Sysdig: Runtime Security Is the Missing Layer in Agentic AI Tooling
AI relevance: agentic AI tooling (MCP, skills, SDKs, managed platforms, orchestration layers) spans five infrastructure layers, each with distinct attack vectors that traditional runtime security baselines cannot detect because agent behavior is inherently non-deterministic.
Key findings
- MCP tool poisoning. MCP tool descriptions are free-text fields read by the LLM to decide how to use a tool. A malicious MCP server can embed adversarial instructions in those descriptions — invisible to the human user, silently processed by the model. Descriptions are fetched dynamically, meaning they can change after the user approves a tool. A cross-server variant, tool shadowing, injects descriptions that modify agent behavior toward trusted tools on other connected servers.
- Indirect prompt injection via tool responses. When an agent calls a legitimate tool (browser, file reader, database query), the returned content can carry hidden adversarial instructions. Tool outputs and system instructions share the same context window, turning prompt injection from an information leak into an action execution vulnerability.
- EchoLeak (CVE-2025-32711). Aim Security's June 2025 disclosure demonstrated exactly this pattern: a crafted email injected instructions into Microsoft 365 Copilot, which exfiltrated sensitive data via markdown rendering to an attacker-controlled server, bypassing Content Security Policy through a Microsoft-approved domain.
- Credential theft via coding agents. AI coding agents in CI/CD pipelines routinely have shell access and run with CI system credentials. A demonstrated attack used a prompt injection in a support ticket to cause a Cursor agent (running with Supabase service_role privileges) to read private tables and exfiltrate integration tokens back through the same channel.
- Traditional baselines fail for agents. Container security relies on deterministic profiling — a web server always calls the same syscalls. AI agents break this model: the same agent given the same task takes different action sequences each run due to temperature randomness and unbounded prompt variability. The decision-making lives in model weights and a context window that security tools cannot inspect.

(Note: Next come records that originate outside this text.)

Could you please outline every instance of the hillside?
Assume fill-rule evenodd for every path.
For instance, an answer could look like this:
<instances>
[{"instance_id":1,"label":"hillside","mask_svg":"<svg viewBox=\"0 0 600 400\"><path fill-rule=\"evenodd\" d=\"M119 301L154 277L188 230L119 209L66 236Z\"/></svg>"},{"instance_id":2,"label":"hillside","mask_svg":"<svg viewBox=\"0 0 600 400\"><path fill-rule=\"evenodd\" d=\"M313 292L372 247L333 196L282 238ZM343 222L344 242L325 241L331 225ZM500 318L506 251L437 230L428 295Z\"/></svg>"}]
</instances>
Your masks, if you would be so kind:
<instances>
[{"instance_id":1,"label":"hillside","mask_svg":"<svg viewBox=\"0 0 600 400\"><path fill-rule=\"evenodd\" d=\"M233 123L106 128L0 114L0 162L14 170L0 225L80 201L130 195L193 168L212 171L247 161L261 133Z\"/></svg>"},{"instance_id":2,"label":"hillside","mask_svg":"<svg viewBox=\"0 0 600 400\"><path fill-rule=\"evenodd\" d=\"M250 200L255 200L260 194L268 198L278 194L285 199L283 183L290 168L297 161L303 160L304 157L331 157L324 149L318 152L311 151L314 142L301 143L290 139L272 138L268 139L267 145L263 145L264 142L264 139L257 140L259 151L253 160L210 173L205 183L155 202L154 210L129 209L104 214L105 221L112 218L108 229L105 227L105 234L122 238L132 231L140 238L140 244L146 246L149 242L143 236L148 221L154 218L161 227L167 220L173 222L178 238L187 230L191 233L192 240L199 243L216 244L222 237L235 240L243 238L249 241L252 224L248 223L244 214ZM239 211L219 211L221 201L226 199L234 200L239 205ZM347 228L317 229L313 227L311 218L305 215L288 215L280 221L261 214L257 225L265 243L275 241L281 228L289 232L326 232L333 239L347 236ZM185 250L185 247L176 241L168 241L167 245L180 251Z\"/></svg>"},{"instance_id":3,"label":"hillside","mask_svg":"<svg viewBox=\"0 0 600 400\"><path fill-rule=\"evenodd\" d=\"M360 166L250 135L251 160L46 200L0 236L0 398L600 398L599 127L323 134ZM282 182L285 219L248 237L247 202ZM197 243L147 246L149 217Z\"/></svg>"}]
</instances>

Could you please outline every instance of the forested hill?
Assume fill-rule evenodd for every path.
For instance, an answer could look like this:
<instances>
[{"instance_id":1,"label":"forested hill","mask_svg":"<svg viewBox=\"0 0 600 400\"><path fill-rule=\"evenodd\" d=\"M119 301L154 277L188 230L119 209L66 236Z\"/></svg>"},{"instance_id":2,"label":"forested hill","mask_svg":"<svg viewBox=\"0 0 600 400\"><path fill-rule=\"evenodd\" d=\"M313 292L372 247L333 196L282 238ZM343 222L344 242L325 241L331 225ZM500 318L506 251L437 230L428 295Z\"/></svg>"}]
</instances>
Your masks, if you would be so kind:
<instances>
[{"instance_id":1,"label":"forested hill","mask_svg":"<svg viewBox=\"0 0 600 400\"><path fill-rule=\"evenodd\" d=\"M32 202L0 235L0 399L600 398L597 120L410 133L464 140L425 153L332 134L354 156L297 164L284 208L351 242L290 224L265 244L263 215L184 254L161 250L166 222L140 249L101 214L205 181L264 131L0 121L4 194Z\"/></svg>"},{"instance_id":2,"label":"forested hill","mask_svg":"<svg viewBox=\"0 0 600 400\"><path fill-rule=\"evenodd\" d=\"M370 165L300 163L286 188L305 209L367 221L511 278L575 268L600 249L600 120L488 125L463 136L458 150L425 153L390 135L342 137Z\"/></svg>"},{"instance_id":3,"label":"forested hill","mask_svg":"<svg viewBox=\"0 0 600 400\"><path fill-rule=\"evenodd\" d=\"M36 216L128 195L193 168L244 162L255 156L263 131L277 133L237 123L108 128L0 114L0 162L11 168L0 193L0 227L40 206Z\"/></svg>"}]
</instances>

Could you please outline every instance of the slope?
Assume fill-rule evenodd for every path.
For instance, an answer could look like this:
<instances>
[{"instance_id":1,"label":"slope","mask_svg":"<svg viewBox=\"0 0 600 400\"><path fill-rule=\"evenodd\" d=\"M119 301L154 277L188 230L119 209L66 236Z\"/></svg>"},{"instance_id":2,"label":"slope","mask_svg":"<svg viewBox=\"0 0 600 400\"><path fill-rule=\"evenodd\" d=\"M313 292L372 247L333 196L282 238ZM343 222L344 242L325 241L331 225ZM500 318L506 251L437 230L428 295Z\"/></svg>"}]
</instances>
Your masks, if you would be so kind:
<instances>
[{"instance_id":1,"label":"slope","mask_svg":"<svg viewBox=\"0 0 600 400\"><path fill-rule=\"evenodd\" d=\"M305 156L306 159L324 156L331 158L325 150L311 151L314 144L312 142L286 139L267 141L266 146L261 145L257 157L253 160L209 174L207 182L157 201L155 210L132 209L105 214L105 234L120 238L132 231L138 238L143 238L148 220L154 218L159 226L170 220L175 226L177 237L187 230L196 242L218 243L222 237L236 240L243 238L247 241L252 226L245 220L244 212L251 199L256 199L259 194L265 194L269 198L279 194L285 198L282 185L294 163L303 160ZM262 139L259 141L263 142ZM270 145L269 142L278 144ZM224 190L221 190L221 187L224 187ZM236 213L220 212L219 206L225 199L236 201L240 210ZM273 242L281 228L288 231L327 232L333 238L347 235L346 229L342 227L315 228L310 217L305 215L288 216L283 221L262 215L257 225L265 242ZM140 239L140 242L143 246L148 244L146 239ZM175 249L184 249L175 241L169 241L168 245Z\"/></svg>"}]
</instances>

- MITRE ATLAS extension.** MITRE ATLAS, extended through a 2025 collaboration with Zenity Labs, now catalogs agent-specific techniques AML.T0080 through AML.T0086, mapping each ecosystem layer to detection strategies including tool-call auditing, runtime syscall monitoring inside sandboxes, and agent memory store auditing.
Why it matters
As organizations deploy coding agents, MCP-connected toolchains, and multi-agent orchestration, the gap between what agents can do and what security tooling can observe is widening. Traditional EDR and network monitoring assume deterministic behavior; agents are non-deterministic by design. The Sysdig analysis provides a concrete threat model linking each infrastructure layer to specific MITRE ATLAS techniques and detection approaches.
What to do
- Audit MCP tool descriptions at registration; monitor for sensitive file reads unrelated to the agent's task.
- Implement tool-call auditing at the SDK layer with input/output sanitization.
- Deploy runtime syscall monitoring inside agent sandboxes with capability-scoped containers.
- Monitor agent-to-agent credential passing and enforce delegation scope limits in orchestration layers.
- Version-control skills and detect runtime modification of skill files.